Rational functions, such as the function in our exercise \( f(x)=\frac{12x}{3x^{2}+1} \), are expressions that relate two polynomials through division. They take the general form \( \frac{P(x)}{Q(x)} \) where \(P(x)\) and \(Q(x)\) are polynomials, and it is required that \( Q(x) \) is not zero for the function to be defined.

In understanding these functions, it's crucial to consider the degree (or highest power) of the polynomials in the numerator and the denominator, as it informs us about the behavior of the function as \( x \) tends to very large positive or negative values.
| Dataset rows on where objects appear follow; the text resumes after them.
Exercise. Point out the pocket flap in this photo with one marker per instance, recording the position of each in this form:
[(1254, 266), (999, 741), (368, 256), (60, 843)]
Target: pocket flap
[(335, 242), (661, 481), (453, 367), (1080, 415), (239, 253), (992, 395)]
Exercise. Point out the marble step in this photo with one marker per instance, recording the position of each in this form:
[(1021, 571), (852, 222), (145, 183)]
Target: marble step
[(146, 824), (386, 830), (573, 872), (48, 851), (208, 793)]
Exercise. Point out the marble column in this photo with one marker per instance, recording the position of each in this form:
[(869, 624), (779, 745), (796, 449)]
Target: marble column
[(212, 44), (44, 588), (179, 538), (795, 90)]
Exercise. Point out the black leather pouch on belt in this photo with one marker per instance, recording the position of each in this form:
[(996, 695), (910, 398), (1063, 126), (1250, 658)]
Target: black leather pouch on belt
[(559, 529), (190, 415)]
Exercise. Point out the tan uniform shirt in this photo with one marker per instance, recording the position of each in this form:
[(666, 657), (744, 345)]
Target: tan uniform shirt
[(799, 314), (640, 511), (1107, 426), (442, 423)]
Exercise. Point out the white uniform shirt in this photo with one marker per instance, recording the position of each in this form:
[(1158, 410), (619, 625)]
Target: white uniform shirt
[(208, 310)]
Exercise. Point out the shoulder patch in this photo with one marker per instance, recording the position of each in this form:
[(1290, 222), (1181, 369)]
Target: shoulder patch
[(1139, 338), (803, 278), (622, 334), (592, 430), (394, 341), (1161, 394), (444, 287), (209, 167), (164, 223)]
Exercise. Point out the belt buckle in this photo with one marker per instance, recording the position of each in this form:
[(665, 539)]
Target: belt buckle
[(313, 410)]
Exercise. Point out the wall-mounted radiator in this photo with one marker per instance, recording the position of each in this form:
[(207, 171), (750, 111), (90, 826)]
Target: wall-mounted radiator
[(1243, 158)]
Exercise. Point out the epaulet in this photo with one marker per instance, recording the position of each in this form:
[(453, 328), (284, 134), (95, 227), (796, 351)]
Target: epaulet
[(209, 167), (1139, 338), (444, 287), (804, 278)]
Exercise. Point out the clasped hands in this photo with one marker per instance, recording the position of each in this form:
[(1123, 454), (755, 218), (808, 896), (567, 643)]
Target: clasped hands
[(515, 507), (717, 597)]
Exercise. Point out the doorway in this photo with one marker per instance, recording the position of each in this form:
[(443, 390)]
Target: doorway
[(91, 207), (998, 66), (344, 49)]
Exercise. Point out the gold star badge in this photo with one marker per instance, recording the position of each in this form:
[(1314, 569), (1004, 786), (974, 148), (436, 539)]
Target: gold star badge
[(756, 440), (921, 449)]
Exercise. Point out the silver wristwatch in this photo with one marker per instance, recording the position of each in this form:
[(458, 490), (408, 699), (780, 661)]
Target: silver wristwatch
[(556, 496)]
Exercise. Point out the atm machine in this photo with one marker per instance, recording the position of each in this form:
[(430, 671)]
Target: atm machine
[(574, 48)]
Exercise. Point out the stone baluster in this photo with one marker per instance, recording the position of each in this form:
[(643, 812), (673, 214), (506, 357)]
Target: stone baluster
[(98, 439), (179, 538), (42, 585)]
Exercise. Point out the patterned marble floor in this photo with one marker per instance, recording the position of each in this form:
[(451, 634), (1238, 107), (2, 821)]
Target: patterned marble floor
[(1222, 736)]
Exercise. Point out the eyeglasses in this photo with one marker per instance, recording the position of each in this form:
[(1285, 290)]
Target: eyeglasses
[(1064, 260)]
This behavior is particularly important when identifying horizontal asymptotes, which we discuss in relation to their asymptotic behavior.

The concept of asymptotic behavior in mathematics describes the way a function behaves as it gets close to a certain line or point without actually reaching it. When discussing rational functions, horizontal asymptotes are a key feature in illustrating this behavior.

Horizontal asymptotes represent a horizontal line that the graph of a function approaches as \( x \) moves towards positive or negative infinity. In our example, \( f(x)=\frac{12x}{3x^{2}+1} \), we determined that the horizontal asymptote is \( y=0 \) because the degree of the polynomial in the denominator is larger than that of the numerator, causing the function values to get closer and closer to zero the further away \( x \) gets from the origin. Think of it as the function leveling out into a straight, horizontal path as we look further and further along the \( x \) axis, emphasizing its long-term behavior.

The study of limits is a fundamental concept in calculus that deals with understanding the behavior of functions as they approach a specific point. In the context of this exercise, we use limits to find the horizontal asymptote of a rational function by analyzing what happens as \( x \) approaches infinity (\( \infty \) or \( -\infty \) ).

By defining the limit of \( f(x) \) as \( x \) approaches infinity, we are essentially trying to pinpoint what value \( f(x) \) is getting closer to. For \( f(x)=\frac{12x}{3x^{2}+1} \), the limit is 0 as \( x \) approaches both positive and negative infinity due to the polynomial in the denominator growing much faster than the one in the numerator, forcing the overall value of \( f(x) \) to decrease and approach zero.

Understanding the concept of limits is crucial for successfully identifying horizontal asymptotes and is a critical skill in analyzing the behavior of functions within calculus.